Um dos assuntos “mais importantes” que merecia figurar na agenda do Estado, segundo Bernazzolli – que já foi presidente da Comissão de Direito Penal e Processo Penal da Ordem dos Advogados do Brasil de Mato Grosso (OAB-MT) – trata-se de denúncias de estupro dentro do sistema penitenciário. “Se o Estado está preocupado tanto com relação à impossibilidade da prostituição, o Estado deveria também coibir os estupros regulares que são realizados dentro das unidades prisionais. Se vamos falar de sexualidade, vamos abordar toda a temática”, dispara.

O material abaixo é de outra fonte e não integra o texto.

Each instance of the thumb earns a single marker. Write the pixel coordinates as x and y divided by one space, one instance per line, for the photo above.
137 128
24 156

“ Não vai poder prostituta, beleza, mas e o estupro? E o cara que é estuprado lá toda semana?”
“Não vai poder prostituta, beleza, mas e o estupro? E o cara que é estuprado lá toda semana? Nós entrevistamos uma pessoa essa semana que está sendo violentada todos os dias”, acrescenta. “Eu creio que, culturalmente, isso [visitas íntimas com garotas de programa] sempre foi aceito dentro da unidade. É uma questão muito íntima e muito delicada para se debater”, completa.
Outro ponto levantado pelo advogado especialista em execução penal é sobre como o Estado vai fazer para categorizar a intimidade do visitante com o preso. Para ele, hoje em dia existem várias relações informais que podem acabar sendo invalidadas nos critérios para realizar a visita íntima.
“Eu não sei se o Estado tem aferição para dizer qual a importância da pessoa que está indo lá. A gente sabe que tem uma quantidade enorme de relacionamentos informais. Se ela tem uma relação de intimidade com aquele preso e não seja uma relação formal, eu não vejo como negar [a visita]. Até mesmo porque a bigamia, não é um crime. Então, se o reeducando tiver duas, três namoradas, paciência. Elas têm o direito de entrar”, destaca. “ A bigamia, não é um crime. Então, se o reeducando tiver duas, três namoradas, paciência. Elas têm o direito de entrar”
Por fim, Bernazzolli elogiou o trecho que determina que as visitas íntimas sejam feitas em locais específicos para os detentos, garantindo que elas não aconteçam em celas comuns. As unidades prisionais de Mato Grosso terão 30 dias para se adequar à legislação. A lei também regulamenta que as visitas devem ocorrer quinzenalmente, com duração de 2 horas. “Concordo que deve ser feito imediatamente”, afirma.
“O presídio tem que ter um local adequado para que o preso consiga falar com a sua cônjuge, com a sua esposa, com a seu namorada. Ele tem um lugar adequado e mais reservado, porque a visita é íntima. Dentro da cela não é preservada a intimidade dele de forma alguma”, acrescenta.
“Com relação a ser feita de 15 em 15 dias, eu vejo que não tem problema. Porque aí estamos falando dentro da norma de administração penitenciária. Pela segurança, não fazer todo dia. Esse período de 15 em 15 dias, inicialmente, deve se mostrar razoável”, termina.